The June 9 letter from Kentucky Commissioner of Education Terry Holliday asks Duncan to clarify whether any state—regardless of consortium membership—has the right to use items from the item banks of the Partnership for Assessment of Readiness for College and Careers (PARCC) and the Smarter Balanced Assessment Consortium. He wrote that states need this question cleared up, because "several" states he does not name have asked the consortia to use items and "have been denied access" or told they would have to pay for such access.
Holliday sent copies of the letter to PARCC and Smarter Balanced leaders, to every state schools chief in the country, and to Chris Minnich, the executive director of the national commissioners' group, the Council of Chief State School Officers.
The letter quoted from the Federal Register, which published the government's original 2010 notice seeking proposals from state consortia to design the tests, with funding from the Race to the Top program. The excerpts said that the two consortia would have to "make all assessment content (i.e., assessments and assessment items) developed with funds from the competition freely available to states, technology platform providers, or others that request it for purposes of administering assessments consistent with states' needs." It went on to say that any state could avail itself of those resources.

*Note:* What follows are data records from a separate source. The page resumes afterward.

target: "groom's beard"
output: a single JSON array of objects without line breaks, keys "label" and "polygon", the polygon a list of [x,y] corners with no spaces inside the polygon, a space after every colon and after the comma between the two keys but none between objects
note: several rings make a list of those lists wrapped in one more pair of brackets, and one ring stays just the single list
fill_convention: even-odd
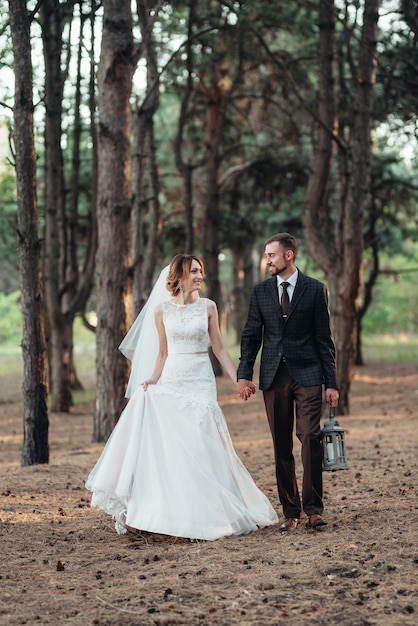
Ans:
[{"label": "groom's beard", "polygon": [[271,265],[269,266],[270,276],[279,276],[285,270],[287,270],[287,265],[282,265],[279,267],[273,267]]}]

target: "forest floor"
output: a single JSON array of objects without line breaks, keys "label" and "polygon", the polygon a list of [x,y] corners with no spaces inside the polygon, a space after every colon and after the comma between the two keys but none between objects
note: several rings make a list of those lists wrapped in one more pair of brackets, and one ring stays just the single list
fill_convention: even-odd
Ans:
[{"label": "forest floor", "polygon": [[[281,518],[261,393],[244,403],[228,380],[218,388],[237,453]],[[418,363],[358,368],[351,414],[336,417],[349,469],[324,472],[326,527],[191,542],[119,536],[90,507],[93,402],[50,415],[50,463],[32,467],[20,467],[22,407],[3,402],[0,624],[415,626]]]}]

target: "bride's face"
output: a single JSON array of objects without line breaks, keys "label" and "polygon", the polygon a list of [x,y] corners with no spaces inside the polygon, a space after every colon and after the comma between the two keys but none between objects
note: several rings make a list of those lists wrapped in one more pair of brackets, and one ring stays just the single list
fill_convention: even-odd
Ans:
[{"label": "bride's face", "polygon": [[185,291],[198,291],[202,286],[203,272],[200,264],[193,259],[190,267],[190,274],[183,281]]}]

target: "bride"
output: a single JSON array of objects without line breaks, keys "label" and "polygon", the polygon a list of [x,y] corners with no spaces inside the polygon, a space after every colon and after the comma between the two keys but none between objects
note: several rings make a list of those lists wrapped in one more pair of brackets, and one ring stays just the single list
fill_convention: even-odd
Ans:
[{"label": "bride", "polygon": [[175,256],[119,346],[132,359],[130,400],[86,488],[121,534],[212,540],[278,521],[217,403],[209,345],[234,383],[236,369],[215,303],[199,297],[203,277],[200,259]]}]

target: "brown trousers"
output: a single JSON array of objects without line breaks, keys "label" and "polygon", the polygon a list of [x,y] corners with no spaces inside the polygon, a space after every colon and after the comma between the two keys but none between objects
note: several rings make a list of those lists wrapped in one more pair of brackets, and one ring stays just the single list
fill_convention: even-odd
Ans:
[{"label": "brown trousers", "polygon": [[[263,392],[276,460],[276,480],[285,518],[321,514],[322,446],[321,409],[322,385],[303,387],[291,378],[285,363],[281,363],[273,385]],[[303,465],[302,503],[295,473],[293,428],[302,444]]]}]

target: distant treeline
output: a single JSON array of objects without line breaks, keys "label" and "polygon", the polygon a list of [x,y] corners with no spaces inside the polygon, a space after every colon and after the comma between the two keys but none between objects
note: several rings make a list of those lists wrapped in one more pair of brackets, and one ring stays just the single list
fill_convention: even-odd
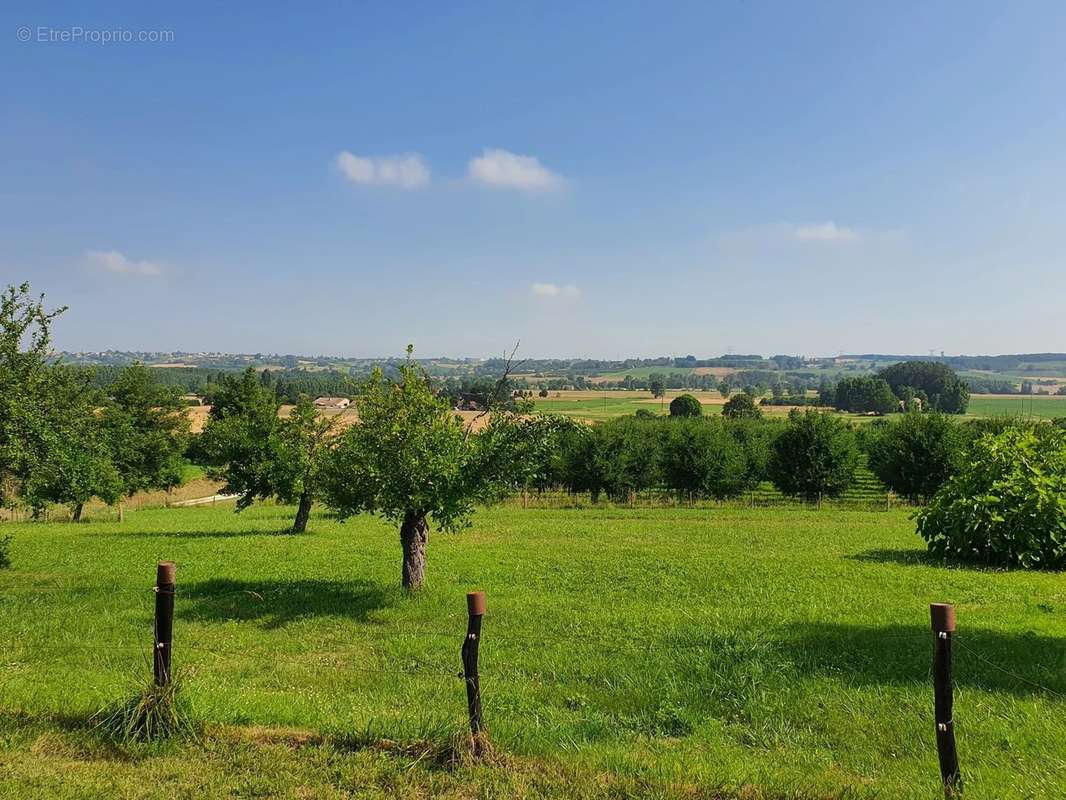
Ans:
[{"label": "distant treeline", "polygon": [[[696,358],[684,356],[681,358],[627,358],[619,361],[608,361],[595,358],[534,358],[523,359],[521,362],[523,373],[567,373],[575,375],[595,375],[601,372],[622,372],[627,369],[643,369],[647,367],[664,367],[674,369],[690,369],[693,367],[728,367],[730,369],[767,368],[767,369],[791,369],[803,366],[804,360],[798,356],[772,356],[763,358],[761,355],[724,355],[717,358]],[[507,361],[502,358],[487,359],[480,367],[485,374],[498,375],[507,367]]]},{"label": "distant treeline", "polygon": [[880,353],[849,355],[844,358],[862,361],[939,361],[955,369],[979,369],[991,372],[1024,372],[1030,365],[1066,365],[1066,353],[1015,353],[1002,356],[893,356]]},{"label": "distant treeline", "polygon": [[[78,367],[92,376],[92,384],[100,389],[106,389],[118,380],[123,367],[98,366]],[[204,369],[202,367],[174,367],[152,368],[152,377],[163,386],[174,387],[182,394],[194,394],[204,398],[205,402],[211,403],[217,392],[222,379],[232,376],[234,370]],[[295,403],[300,395],[309,397],[350,397],[354,393],[354,376],[350,371],[339,370],[262,370],[259,381],[262,385],[274,390],[278,399],[283,403]]]}]

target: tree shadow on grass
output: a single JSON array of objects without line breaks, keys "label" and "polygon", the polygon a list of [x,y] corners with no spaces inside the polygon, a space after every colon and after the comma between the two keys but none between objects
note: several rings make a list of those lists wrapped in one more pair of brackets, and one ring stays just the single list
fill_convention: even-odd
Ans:
[{"label": "tree shadow on grass", "polygon": [[927,550],[864,550],[848,556],[852,561],[873,564],[903,564],[908,567],[943,567],[943,561],[930,555]]},{"label": "tree shadow on grass", "polygon": [[257,529],[245,529],[238,531],[108,531],[106,533],[94,533],[93,536],[100,538],[111,539],[129,539],[129,538],[146,538],[146,539],[238,539],[249,536],[313,536],[310,531],[307,533],[293,533],[291,528],[282,528],[281,530],[257,530]]},{"label": "tree shadow on grass", "polygon": [[[953,641],[958,686],[1066,697],[1066,636],[962,627]],[[860,684],[932,685],[933,634],[927,627],[798,625],[778,647],[801,674]]]},{"label": "tree shadow on grass", "polygon": [[[902,564],[908,567],[939,567],[941,569],[970,570],[972,572],[1018,572],[1023,567],[1004,564],[982,564],[975,561],[959,561],[934,556],[927,550],[865,550],[848,556],[852,561],[874,564]],[[1058,569],[1027,570],[1029,572],[1062,572]]]},{"label": "tree shadow on grass", "polygon": [[266,629],[310,617],[366,621],[392,603],[397,591],[363,580],[214,578],[179,586],[175,613],[198,622],[257,620]]}]

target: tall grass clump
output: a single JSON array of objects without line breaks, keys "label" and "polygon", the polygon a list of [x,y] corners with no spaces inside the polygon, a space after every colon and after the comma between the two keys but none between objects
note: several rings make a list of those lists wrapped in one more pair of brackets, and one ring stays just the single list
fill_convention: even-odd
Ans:
[{"label": "tall grass clump", "polygon": [[147,680],[136,686],[129,698],[96,715],[96,727],[112,739],[130,744],[158,742],[164,739],[193,736],[197,725],[180,684],[166,686]]},{"label": "tall grass clump", "polygon": [[11,542],[13,541],[9,533],[0,536],[0,569],[7,569],[11,566]]}]

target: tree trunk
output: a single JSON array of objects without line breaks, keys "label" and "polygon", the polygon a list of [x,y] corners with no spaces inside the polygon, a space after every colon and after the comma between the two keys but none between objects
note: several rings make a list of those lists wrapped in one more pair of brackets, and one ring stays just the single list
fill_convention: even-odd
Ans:
[{"label": "tree trunk", "polygon": [[403,588],[414,590],[422,586],[426,577],[426,542],[429,523],[421,512],[408,511],[400,526],[400,545],[403,547]]},{"label": "tree trunk", "polygon": [[85,508],[85,504],[84,503],[78,503],[76,506],[74,506],[74,521],[75,522],[81,522],[81,512],[84,510],[84,508]]},{"label": "tree trunk", "polygon": [[300,507],[296,509],[296,521],[292,523],[293,533],[307,530],[307,520],[311,517],[311,495],[300,495]]}]

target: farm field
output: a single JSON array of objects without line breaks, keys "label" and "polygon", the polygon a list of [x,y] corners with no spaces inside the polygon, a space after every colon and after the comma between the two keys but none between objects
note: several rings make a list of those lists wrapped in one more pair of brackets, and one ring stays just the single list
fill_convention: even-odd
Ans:
[{"label": "farm field", "polygon": [[[549,397],[536,398],[536,410],[562,414],[585,420],[604,420],[635,414],[646,408],[653,413],[668,414],[670,401],[679,394],[694,395],[704,407],[705,414],[721,413],[725,399],[718,392],[697,392],[671,389],[663,400],[643,391],[559,391]],[[767,415],[787,416],[790,406],[763,406]],[[868,422],[872,417],[861,414],[845,415],[856,422]],[[1066,417],[1066,396],[1040,395],[973,395],[967,417],[1022,416],[1053,419]]]},{"label": "farm field", "polygon": [[966,412],[970,417],[1066,417],[1066,396],[976,394]]},{"label": "farm field", "polygon": [[[644,391],[559,391],[548,397],[535,398],[537,411],[561,414],[584,420],[604,420],[632,415],[644,408],[653,414],[669,414],[670,401],[679,394],[691,394],[703,405],[705,414],[720,414],[725,398],[718,392],[697,392],[671,389],[665,398],[652,397]],[[766,414],[788,415],[788,406],[764,406]]]},{"label": "farm field", "polygon": [[[966,796],[1066,797],[1062,574],[932,565],[906,511],[506,505],[411,598],[392,526],[231,508],[0,527],[4,797],[942,797],[942,600]],[[204,741],[113,745],[85,720],[151,671],[161,559]],[[472,589],[482,763],[449,758]]]}]

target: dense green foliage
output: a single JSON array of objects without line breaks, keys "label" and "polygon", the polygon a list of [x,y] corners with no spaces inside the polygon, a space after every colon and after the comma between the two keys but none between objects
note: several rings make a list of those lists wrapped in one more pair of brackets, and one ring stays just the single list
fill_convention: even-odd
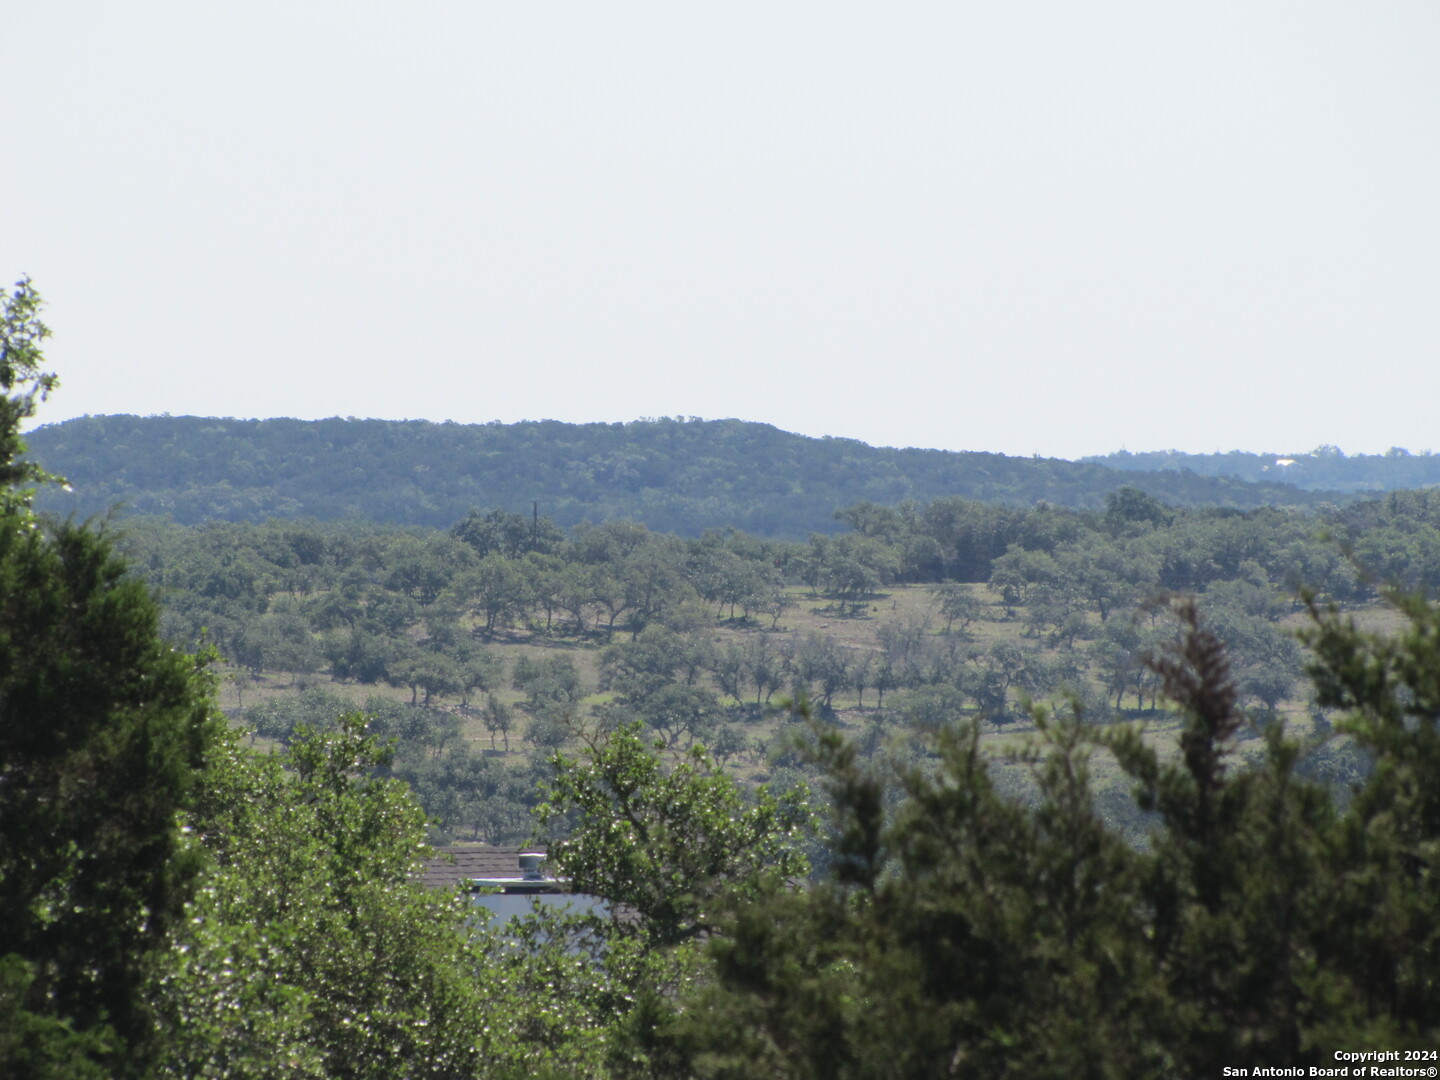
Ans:
[{"label": "dense green foliage", "polygon": [[1317,494],[1194,474],[1119,474],[1003,454],[872,447],[739,420],[629,424],[227,420],[91,416],[40,428],[37,455],[75,493],[45,507],[202,521],[356,519],[446,527],[476,506],[569,528],[629,519],[697,536],[737,528],[800,539],[838,506],[944,497],[1099,509],[1128,482],[1176,505],[1308,506]]},{"label": "dense green foliage", "polygon": [[40,372],[39,299],[0,332],[0,1073],[141,1076],[160,1052],[144,987],[200,872],[177,828],[221,726],[106,537],[48,525],[15,485]]},{"label": "dense green foliage", "polygon": [[116,1076],[151,1053],[140,989],[199,871],[175,819],[216,730],[156,624],[103,537],[0,519],[0,956],[24,972],[7,993]]},{"label": "dense green foliage", "polygon": [[[1433,1050],[1440,617],[1404,608],[1394,638],[1333,613],[1310,634],[1320,693],[1375,766],[1344,812],[1279,727],[1239,764],[1246,718],[1188,603],[1154,665],[1185,715],[1178,758],[1042,714],[1023,806],[973,725],[941,732],[927,770],[866,766],[822,732],[832,871],[733,909],[715,982],[672,1025],[689,1074],[1216,1076]],[[1102,750],[1157,815],[1144,849],[1095,813]]]},{"label": "dense green foliage", "polygon": [[628,958],[570,949],[591,932],[553,919],[490,933],[416,884],[424,815],[376,775],[388,758],[356,714],[283,756],[225,745],[190,819],[212,867],[152,989],[160,1075],[520,1077],[603,1057]]},{"label": "dense green foliage", "polygon": [[0,290],[0,511],[10,513],[30,504],[33,487],[55,480],[33,461],[24,460],[20,426],[35,415],[35,406],[60,385],[52,372],[42,371],[40,345],[50,328],[40,319],[40,296],[29,278],[14,291]]},{"label": "dense green foliage", "polygon": [[474,1072],[479,965],[452,902],[407,881],[424,830],[402,786],[370,779],[383,760],[346,718],[211,768],[190,825],[213,866],[155,993],[162,1075]]},{"label": "dense green foliage", "polygon": [[747,799],[699,747],[667,767],[663,745],[631,724],[591,740],[580,762],[560,757],[540,822],[566,826],[550,849],[560,873],[633,909],[633,929],[669,946],[714,934],[725,899],[802,880],[794,841],[809,809],[801,792],[765,785]]}]

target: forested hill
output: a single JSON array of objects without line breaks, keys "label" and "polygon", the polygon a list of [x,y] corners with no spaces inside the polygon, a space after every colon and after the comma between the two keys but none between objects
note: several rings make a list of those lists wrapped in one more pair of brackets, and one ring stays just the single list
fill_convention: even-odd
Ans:
[{"label": "forested hill", "polygon": [[1440,454],[1412,454],[1392,447],[1383,454],[1346,454],[1338,446],[1320,446],[1303,454],[1184,454],[1157,450],[1132,454],[1121,450],[1083,458],[1088,464],[1135,472],[1193,472],[1235,480],[1282,480],[1306,491],[1373,494],[1440,486]]},{"label": "forested hill", "polygon": [[835,510],[862,500],[961,496],[1098,509],[1125,484],[1173,505],[1324,498],[1194,473],[877,448],[740,420],[465,425],[87,416],[27,438],[31,454],[74,487],[47,494],[43,509],[83,517],[121,505],[181,523],[359,517],[444,527],[474,507],[525,512],[538,500],[561,526],[628,518],[682,535],[733,526],[795,539],[841,529]]}]

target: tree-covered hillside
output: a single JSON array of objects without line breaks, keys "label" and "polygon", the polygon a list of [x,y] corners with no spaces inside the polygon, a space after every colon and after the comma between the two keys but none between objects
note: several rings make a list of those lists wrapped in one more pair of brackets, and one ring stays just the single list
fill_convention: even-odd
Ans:
[{"label": "tree-covered hillside", "polygon": [[1338,446],[1319,446],[1303,454],[1252,454],[1242,450],[1225,454],[1182,454],[1178,450],[1132,454],[1121,450],[1082,460],[1125,472],[1192,472],[1234,480],[1279,480],[1305,491],[1401,491],[1440,484],[1440,455],[1429,450],[1412,454],[1398,446],[1383,454],[1346,454]]},{"label": "tree-covered hillside", "polygon": [[182,523],[268,518],[448,527],[474,507],[562,527],[624,518],[696,536],[733,527],[800,539],[835,532],[838,507],[961,496],[1098,510],[1131,483],[1171,505],[1303,506],[1283,484],[1187,473],[1143,477],[1100,465],[1003,454],[892,449],[812,439],[768,424],[660,418],[629,424],[434,424],[90,416],[39,428],[35,457],[74,492],[42,509],[81,516],[115,505]]}]

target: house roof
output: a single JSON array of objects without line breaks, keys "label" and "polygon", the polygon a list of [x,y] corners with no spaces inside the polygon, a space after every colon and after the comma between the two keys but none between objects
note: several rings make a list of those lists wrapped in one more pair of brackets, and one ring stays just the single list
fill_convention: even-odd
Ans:
[{"label": "house roof", "polygon": [[[494,882],[497,879],[513,880],[517,885],[525,880],[520,869],[520,856],[533,852],[535,848],[519,847],[451,847],[436,848],[435,854],[425,863],[417,876],[420,883],[431,889],[468,888],[476,878]],[[543,871],[542,871],[543,872]],[[507,892],[511,890],[506,889]],[[519,890],[526,891],[529,890]],[[545,890],[550,891],[550,890]],[[557,901],[567,896],[578,895],[563,886],[551,892]],[[616,922],[632,926],[641,922],[640,913],[629,904],[609,905],[610,917]]]},{"label": "house roof", "polygon": [[420,883],[432,889],[453,889],[474,878],[513,878],[520,881],[520,855],[534,848],[436,848],[419,874]]}]

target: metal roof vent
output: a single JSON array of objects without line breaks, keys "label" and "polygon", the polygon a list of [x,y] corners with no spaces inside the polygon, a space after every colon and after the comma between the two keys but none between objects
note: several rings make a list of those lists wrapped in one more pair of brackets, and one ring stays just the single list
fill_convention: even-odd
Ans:
[{"label": "metal roof vent", "polygon": [[523,852],[520,856],[520,876],[526,881],[544,881],[545,871],[541,869],[544,865],[543,851]]}]

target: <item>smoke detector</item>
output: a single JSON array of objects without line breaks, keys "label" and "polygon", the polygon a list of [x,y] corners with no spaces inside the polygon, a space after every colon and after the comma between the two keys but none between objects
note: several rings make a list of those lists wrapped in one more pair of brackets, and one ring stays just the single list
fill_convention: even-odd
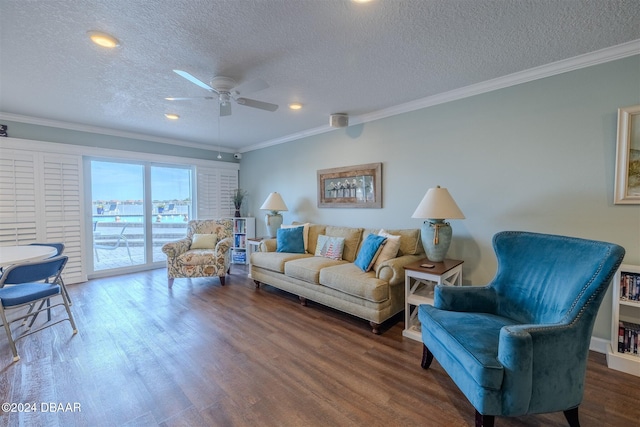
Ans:
[{"label": "smoke detector", "polygon": [[329,116],[329,126],[332,128],[344,128],[349,126],[349,116],[343,113],[331,114]]}]

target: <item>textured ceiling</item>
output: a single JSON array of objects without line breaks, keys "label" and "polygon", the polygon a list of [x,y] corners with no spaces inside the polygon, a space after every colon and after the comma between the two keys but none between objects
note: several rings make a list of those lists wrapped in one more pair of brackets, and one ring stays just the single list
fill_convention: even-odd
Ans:
[{"label": "textured ceiling", "polygon": [[[243,151],[639,40],[640,1],[0,0],[0,37],[0,117]],[[164,99],[209,95],[173,69],[263,79],[243,96],[280,108],[218,128],[217,101]]]}]

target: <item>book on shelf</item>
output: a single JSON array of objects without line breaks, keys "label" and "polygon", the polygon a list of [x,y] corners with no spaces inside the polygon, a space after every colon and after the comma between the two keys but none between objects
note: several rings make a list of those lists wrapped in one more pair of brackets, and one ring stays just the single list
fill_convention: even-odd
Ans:
[{"label": "book on shelf", "polygon": [[618,352],[638,356],[639,333],[639,324],[620,321],[618,323]]},{"label": "book on shelf", "polygon": [[640,302],[640,274],[620,274],[620,299],[625,301]]},{"label": "book on shelf", "polygon": [[233,251],[231,257],[234,263],[243,264],[247,261],[247,254],[244,251]]},{"label": "book on shelf", "polygon": [[245,230],[244,220],[235,221],[235,225],[233,228],[234,228],[233,230],[234,233],[240,233],[240,234],[244,233],[244,230]]},{"label": "book on shelf", "polygon": [[233,239],[233,246],[244,249],[247,246],[247,236],[244,234],[236,234]]}]

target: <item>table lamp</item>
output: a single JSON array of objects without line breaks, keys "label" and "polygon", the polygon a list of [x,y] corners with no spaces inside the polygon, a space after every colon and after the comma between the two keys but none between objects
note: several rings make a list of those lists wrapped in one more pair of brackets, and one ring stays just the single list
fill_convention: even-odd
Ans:
[{"label": "table lamp", "polygon": [[427,258],[444,260],[451,244],[451,226],[445,219],[464,219],[462,211],[446,188],[439,185],[427,190],[411,218],[427,219],[422,224],[421,238]]},{"label": "table lamp", "polygon": [[267,200],[260,206],[260,209],[271,211],[264,217],[264,220],[267,224],[269,237],[276,237],[278,228],[282,225],[282,215],[280,215],[279,211],[289,210],[287,209],[287,205],[284,204],[280,193],[273,192],[269,194],[269,197],[267,197]]}]

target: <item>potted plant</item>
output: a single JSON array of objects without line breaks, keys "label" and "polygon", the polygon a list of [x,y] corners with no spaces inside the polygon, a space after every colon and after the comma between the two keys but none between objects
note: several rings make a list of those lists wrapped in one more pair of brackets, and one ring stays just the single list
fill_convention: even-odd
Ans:
[{"label": "potted plant", "polygon": [[98,215],[102,215],[104,213],[104,205],[102,203],[98,204],[96,206],[96,211],[98,212]]},{"label": "potted plant", "polygon": [[240,214],[240,207],[242,206],[242,201],[244,197],[247,195],[247,192],[241,188],[236,188],[233,190],[233,205],[236,208],[236,212],[233,215],[236,218],[240,218],[242,215]]},{"label": "potted plant", "polygon": [[165,205],[164,203],[158,203],[157,208],[158,208],[158,213],[159,213],[159,214],[161,214],[162,212],[164,212],[164,207],[165,207],[165,206],[166,206],[166,205]]}]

"We believe that these requirements will ensure that assessment content developed with funds from this competition is widely available, including to states that are not part of consortia receiving funds under this competition as well as to commercial organizations wishing to further develop, extend, and incorporate the content into assessment products intended for state use."
Holliday notes in his letter that Kentucky is a state that's chosen to hire a vendor to develop its own state tests, and would like to gain access to the consortia item banks as part of that test-building process.
Here's the letter:
Asked by Education Week about its policy on this issue, PARCC spokesman David Connerty-Marin said the question hasn't yet been resolved in that consortium.
"The PARCC state education chiefs see a great opportunity for engaging interested states and others on this issue and they are in discussions about that now," he wrote in an email.
Smarter Balanced Executive Director Joe Willhoft said he would love to know which states have sought and been denied access to that consortium's item pool, because the group has a policy that makes its items available. The bottom line? Non-members have access to Smarter Balanced's item pool, as long as they adhere to the group's item and test security requirements. But they must pay the same fee as their members do.
The Smarter Balanced fee structure is broken down into two components: a membership fee, called "consortium services," which covers the continuing work of the consortium, such as updating its item banks; and the projected cost for states to procure their own contracts for test administration, scoring, and other related things.
It's the membership fee that non-member states would have to pay to gain access to items, Smarter Balanced spokeswoman Jacqueline King said. For access to summative items, that amount would be $6.20 per student. To gain access to items from the entire suite of tools, such as the digital library and interim tests, it would be $9.55 per student.